The program’s goals are to promote greater diversity and excellence in the US foreign service. The program was named to honor Charles Rangel, who represented New York City in Congress from 1971 to 2017.
Vargas spent six weeks in Washington, D.C., learning from diplomats, foreign service officers, and other leading foreign affairs professionals.
“We got to meet so many different people in Washington, D.C., surrounding politics and international affairs,” says Vargas, who was born in Boston and raised in the Dominican Republic. “Work as a political science major can be pretty broad-based because it is a vast field. This program and all the robust work we did really cemented my decision that I want to work in international affairs.”
Vargas and her fellow program attendees took two courses at Howard and participated in a seminar on professional writing, taught by a former U.S. ambassador.
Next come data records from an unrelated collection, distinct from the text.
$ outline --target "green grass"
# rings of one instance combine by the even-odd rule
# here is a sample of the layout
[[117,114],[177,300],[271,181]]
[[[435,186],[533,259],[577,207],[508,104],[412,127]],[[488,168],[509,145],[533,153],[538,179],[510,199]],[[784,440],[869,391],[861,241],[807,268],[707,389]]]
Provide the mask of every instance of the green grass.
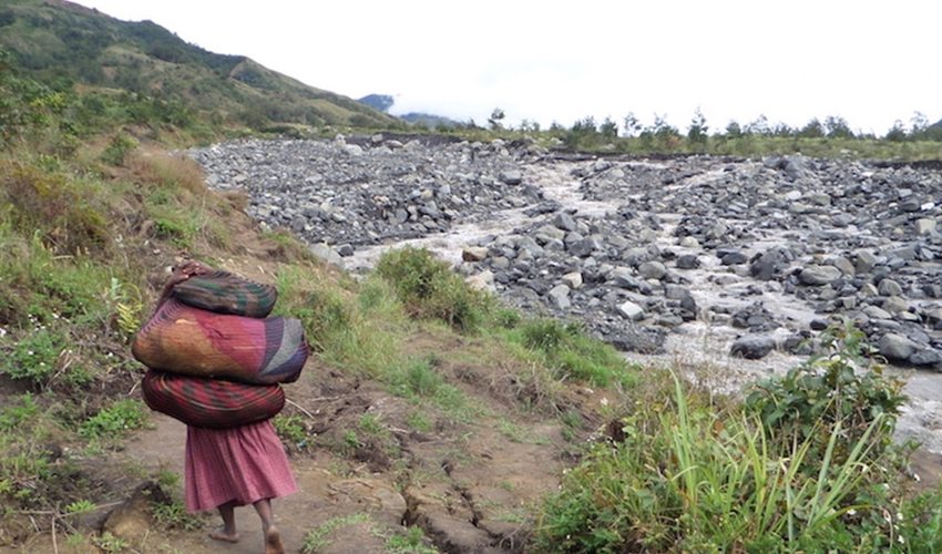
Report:
[[120,439],[129,431],[143,428],[147,413],[139,400],[119,400],[82,423],[79,434],[90,440]]
[[[913,496],[904,486],[908,447],[890,441],[899,404],[882,393],[895,384],[879,373],[835,373],[849,365],[844,345],[853,341],[844,336],[816,362],[818,389],[789,378],[764,386],[796,407],[820,392],[822,411],[807,420],[800,410],[795,420],[769,419],[774,401],[744,406],[676,377],[647,386],[614,440],[595,445],[546,500],[534,548],[934,552],[942,491]],[[830,375],[841,377],[829,393]],[[842,403],[847,411],[831,411]]]
[[378,377],[400,361],[399,343],[408,328],[381,285],[365,286],[358,298],[303,266],[283,267],[276,285],[276,312],[304,322],[308,341],[326,363]]
[[442,320],[462,332],[479,330],[495,307],[492,297],[468,287],[426,249],[389,250],[380,257],[376,273],[392,285],[408,314]]
[[316,529],[308,531],[301,544],[303,554],[316,554],[331,544],[330,535],[338,529],[348,525],[357,525],[360,523],[371,523],[369,514],[357,513],[331,517],[318,525]]
[[596,387],[634,386],[636,371],[617,350],[588,337],[583,327],[557,319],[522,319],[514,327],[499,327],[495,335],[522,347],[518,353],[552,371],[557,380],[585,381]]
[[481,408],[460,389],[446,382],[429,359],[410,360],[393,368],[385,381],[392,393],[417,404],[431,404],[453,421],[469,422]]

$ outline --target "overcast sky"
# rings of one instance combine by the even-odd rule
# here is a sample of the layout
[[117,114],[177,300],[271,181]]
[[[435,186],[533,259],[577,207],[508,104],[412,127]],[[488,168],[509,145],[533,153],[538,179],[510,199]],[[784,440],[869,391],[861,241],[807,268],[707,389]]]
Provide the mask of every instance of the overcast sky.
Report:
[[877,134],[917,111],[942,117],[933,0],[79,3],[311,86],[391,94],[397,114],[484,124],[501,107],[545,127],[656,113],[686,130],[699,107],[711,131],[838,115]]

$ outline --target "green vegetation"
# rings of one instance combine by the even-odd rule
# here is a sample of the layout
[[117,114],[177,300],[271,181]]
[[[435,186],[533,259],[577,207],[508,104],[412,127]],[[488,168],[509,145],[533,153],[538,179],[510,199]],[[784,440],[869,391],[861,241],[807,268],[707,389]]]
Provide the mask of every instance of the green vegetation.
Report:
[[[672,382],[637,397],[543,512],[545,552],[934,552],[940,491],[903,484],[902,400],[879,367],[848,368],[860,334],[746,404]],[[813,384],[812,384],[813,383]]]
[[119,400],[102,409],[79,427],[79,434],[86,439],[114,440],[127,431],[144,427],[146,412],[136,400]]
[[300,416],[279,413],[272,423],[286,449],[298,451],[311,445],[310,435]]
[[555,379],[622,388],[635,382],[635,371],[618,351],[588,337],[581,324],[536,318],[519,322],[503,335],[511,343],[525,347]]
[[304,537],[301,552],[304,554],[315,554],[318,551],[321,551],[330,545],[329,536],[338,529],[346,527],[348,525],[369,523],[371,523],[371,519],[369,514],[365,513],[331,517],[318,525],[317,529],[308,531],[308,533]]
[[494,307],[492,298],[464,285],[448,264],[426,249],[390,250],[379,259],[376,271],[393,286],[410,315],[440,319],[461,331],[478,330]]
[[[145,424],[146,410],[127,396],[141,375],[127,341],[164,269],[177,257],[250,256],[237,235],[248,228],[238,223],[246,198],[212,193],[195,163],[164,146],[247,130],[405,127],[153,23],[80,7],[7,2],[0,45],[0,531],[37,513],[50,516],[32,522],[42,530],[112,500],[115,491],[94,486],[109,453],[101,445],[120,447]],[[645,127],[632,115],[622,130],[586,117],[541,131],[533,123],[514,130],[495,110],[489,126],[447,132],[603,153],[940,158],[939,126],[924,121],[882,138],[860,136],[838,117],[800,130],[767,121],[717,130],[697,114],[684,133],[664,116]],[[891,441],[900,383],[879,366],[861,371],[868,352],[853,329],[832,330],[819,358],[738,402],[642,372],[577,324],[502,307],[426,250],[391,252],[360,283],[316,263],[283,229],[256,239],[279,263],[278,312],[304,321],[318,365],[399,397],[409,429],[433,433],[487,419],[509,441],[526,442],[522,424],[483,408],[490,404],[468,386],[475,379],[513,409],[555,418],[571,450],[600,416],[617,414],[610,440],[578,450],[581,463],[540,507],[528,550],[942,550],[940,495],[905,490],[911,445]],[[570,384],[604,389],[611,407],[582,406]],[[401,458],[400,430],[382,413],[358,414],[329,445]],[[310,447],[301,416],[289,410],[274,424],[290,450]],[[460,445],[449,448],[462,455]],[[177,480],[161,474],[165,488]],[[167,529],[201,524],[178,500],[153,509]],[[505,519],[530,521],[520,512]],[[308,533],[304,551],[358,524],[380,533],[366,514],[335,517]],[[419,527],[381,537],[389,552],[434,552]],[[130,547],[107,533],[65,542]]]
[[[151,22],[33,0],[0,9],[0,48],[32,78],[92,88],[83,121],[120,116],[206,138],[221,130],[305,132],[324,125],[393,126],[396,120],[307,86],[245,57],[188,44]],[[405,125],[403,125],[405,126]],[[309,132],[309,131],[308,131]]]

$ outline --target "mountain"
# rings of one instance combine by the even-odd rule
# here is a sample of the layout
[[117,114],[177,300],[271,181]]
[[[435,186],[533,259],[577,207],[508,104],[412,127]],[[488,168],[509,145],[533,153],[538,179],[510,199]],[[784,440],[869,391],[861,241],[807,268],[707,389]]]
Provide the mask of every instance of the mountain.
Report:
[[464,126],[463,123],[454,121],[450,117],[422,112],[403,113],[399,116],[399,119],[413,125],[424,125],[429,129]]
[[389,109],[396,103],[389,94],[367,94],[357,102],[361,102],[368,106],[379,110],[380,112],[389,112]]
[[244,55],[190,44],[152,21],[120,21],[64,0],[4,0],[0,48],[43,82],[186,104],[216,123],[388,127],[397,120]]
[[[389,112],[389,109],[392,107],[396,100],[393,100],[389,94],[368,94],[359,99],[357,102],[367,104],[368,106],[375,107],[381,112]],[[409,112],[398,115],[398,117],[407,123],[422,125],[429,129],[463,126],[461,122],[454,121],[450,117],[422,112]]]

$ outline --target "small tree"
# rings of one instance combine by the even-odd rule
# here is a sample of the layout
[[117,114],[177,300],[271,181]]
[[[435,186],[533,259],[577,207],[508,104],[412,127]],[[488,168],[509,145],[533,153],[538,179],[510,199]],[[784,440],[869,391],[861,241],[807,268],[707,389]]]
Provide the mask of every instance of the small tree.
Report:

The group also participated in a variety of professional development activities and attended events at locations such as the State Department, the CIA, the Defense Department, and Congress.
“We took an introduction to political economy class, which examined international relations in economic terms,” says Vargas. “It looked at how the world works, and we studied topics like U.S.-China relations and how the war in Ukraine in affecting the entire world in economic terms.”
The other class Vargas took was on the history of U.S. foreign relations and how it affected the development of the country.
“We learned how the United States came to be the most powerful country in the world in terms of foreign relations,” says Vargas. “We studied why every country cares what the United States does and the way it has exerted its power.”
Vargas has substantial experience abroad through her participation in a variety of academic extracurricular activities. Vargas participated in a tour designed for Dominican teenagers to visit 33 cities across eight different countries in Europe over three weeks in 2018. In 2022, she was among 50 students worldwide to participate in NATO’s Future Seminar in Berlin, Germany. Vargas participated in the 2022 Kosovo Summer Academy where she traveled to that country to learn how to conduct peacebuilding in the post-conflict era, in the context of the Balkan region.
Vargas has also thrived at UConn, as one of 11 Scholars selected for the sixth cohort of the highly competitive BOLD Women’s Leadership Network Program, an initiative funded by the Helen Gurley Brown Foundation to provide women with holistic leadership and career development support during their junior and senior years of college.
She also studied abroad in UConn’s Summer Racial and Social Justice in the Netherlands program.
Vargas is involved in UConn’s Undergraduate Student Government as a senator representing the Puerto Rican/Latin American Cultural Center and will be the USG’s community affairs advocacy coordinator for the upcoming academic year – a new position. She is also co-president of the Dominican Student Association.
“Following graduation, I would like to do a fellowship and go to graduate school,” says Vargas. “I definitely want to go on and become a diplomat.”